As for the speech's content, it is by necessity an exercise in the absurd, as the president previewed in his soliloquy for doubting Republican senators his conviction that Iraqi Prime Minister Nouri al-Maliki has had a profound change of heart. This radical Shiite leader, who only days ago turned over Saddam Hussein to the tender mercies of a mob chanting its allegiance to the even more fanatical Shiite leader Muqtada al-Sadr, now is expected to lead U.S. troops in battle against his chief political ally and sponsor of much of Iraq's most deadly sectarian fighting. Even Bush must know by now that those fellows with whom he is in bed over there bear us nothing but hate. Speak not of the pangs of despised love.

That must give pause to the president's top advisers, but nonetheless they fail to confront the insolence of office that so fully characterizes this man. "Iraqis will take on this plan and lead it. We will be there to support them and be there to help them hold it," said one senior U.S. official, who briefed the media offstage.

But some in attendance did claim afterward to have demurred. "I expressed reservations," said Sen. Olympia Snowe, a Maine Republican. "I said, 'Why should we expect any different result than previously,' that I didn't believe the Maliki government had demonstrated the political will or capacity or resoluteness for reconciliation, that the reason Americans are not supporting the war is because they see Iraqis fighting among themselves rather than for themselves, and I didn't see the surge addressing the root causes of the violence." Needless to say that patient merit of the unworthy went unnoticed by the brooding prince.

"He seemed very confident," said Sen. Thad Cochran, a Republican from Mississippi. "I'm convinced he has come up with a proposal that he thinks will work." But Cochran confessed to feeling lonely in his faith: "I think I was the only senator who acted like he would be supportive. I was surprised that no one said it but me."

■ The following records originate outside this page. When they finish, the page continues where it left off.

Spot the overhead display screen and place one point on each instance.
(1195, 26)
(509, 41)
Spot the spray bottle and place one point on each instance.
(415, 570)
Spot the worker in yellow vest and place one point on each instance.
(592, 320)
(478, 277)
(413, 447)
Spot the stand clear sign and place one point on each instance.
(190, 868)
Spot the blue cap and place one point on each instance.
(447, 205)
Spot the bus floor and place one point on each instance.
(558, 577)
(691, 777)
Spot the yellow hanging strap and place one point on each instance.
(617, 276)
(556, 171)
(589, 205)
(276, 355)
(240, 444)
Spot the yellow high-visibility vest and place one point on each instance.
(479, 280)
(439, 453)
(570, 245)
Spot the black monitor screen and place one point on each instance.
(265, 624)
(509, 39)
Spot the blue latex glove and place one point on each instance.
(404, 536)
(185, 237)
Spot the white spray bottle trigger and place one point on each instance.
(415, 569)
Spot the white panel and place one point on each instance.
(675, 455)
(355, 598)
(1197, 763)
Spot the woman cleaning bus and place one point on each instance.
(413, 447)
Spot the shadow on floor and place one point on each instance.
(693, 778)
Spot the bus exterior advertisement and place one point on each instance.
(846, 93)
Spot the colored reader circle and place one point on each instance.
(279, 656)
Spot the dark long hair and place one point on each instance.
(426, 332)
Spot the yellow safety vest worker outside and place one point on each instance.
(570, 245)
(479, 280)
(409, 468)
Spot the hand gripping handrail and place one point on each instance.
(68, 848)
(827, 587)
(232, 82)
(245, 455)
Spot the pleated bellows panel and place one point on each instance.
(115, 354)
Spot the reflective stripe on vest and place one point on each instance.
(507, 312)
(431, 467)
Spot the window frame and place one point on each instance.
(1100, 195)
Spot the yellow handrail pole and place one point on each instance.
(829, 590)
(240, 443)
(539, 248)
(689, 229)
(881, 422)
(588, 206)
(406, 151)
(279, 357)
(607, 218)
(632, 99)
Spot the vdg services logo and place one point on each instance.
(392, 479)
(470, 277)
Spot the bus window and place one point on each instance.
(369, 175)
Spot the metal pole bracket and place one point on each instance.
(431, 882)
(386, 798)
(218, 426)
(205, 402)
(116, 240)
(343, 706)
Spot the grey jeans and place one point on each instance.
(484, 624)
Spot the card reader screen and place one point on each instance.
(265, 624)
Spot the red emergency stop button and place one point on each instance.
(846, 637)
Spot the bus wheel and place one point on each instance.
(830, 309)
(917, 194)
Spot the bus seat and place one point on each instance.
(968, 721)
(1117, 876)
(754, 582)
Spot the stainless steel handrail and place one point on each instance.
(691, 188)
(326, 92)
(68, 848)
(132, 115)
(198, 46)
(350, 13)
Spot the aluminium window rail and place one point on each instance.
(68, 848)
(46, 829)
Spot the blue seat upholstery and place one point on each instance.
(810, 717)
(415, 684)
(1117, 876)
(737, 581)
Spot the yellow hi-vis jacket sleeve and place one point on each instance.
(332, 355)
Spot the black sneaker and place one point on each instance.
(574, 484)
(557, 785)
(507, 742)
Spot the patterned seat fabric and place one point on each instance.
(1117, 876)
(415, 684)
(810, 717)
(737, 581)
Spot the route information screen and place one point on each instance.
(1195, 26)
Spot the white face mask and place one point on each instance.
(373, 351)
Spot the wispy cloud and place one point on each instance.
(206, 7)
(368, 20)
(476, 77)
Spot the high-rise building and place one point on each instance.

No matter such temporal considerations, for Bush's preoccupation is the dread of something after the death of his presidency, when history will judge the calamity of his long political life and such judgment would likely bear the whips and scorns of time.

"I don't understand what he thinks is going on in Iraq, but whatever it is, he doesn't care about politics, or the Congress or his successor, when it comes to Iraq," offered Richard C. Holbrooke, a veteran of foreign debacles authored by a rival clan. "He wants to either win the war or, since that is an impossibility, pass it on to his successor."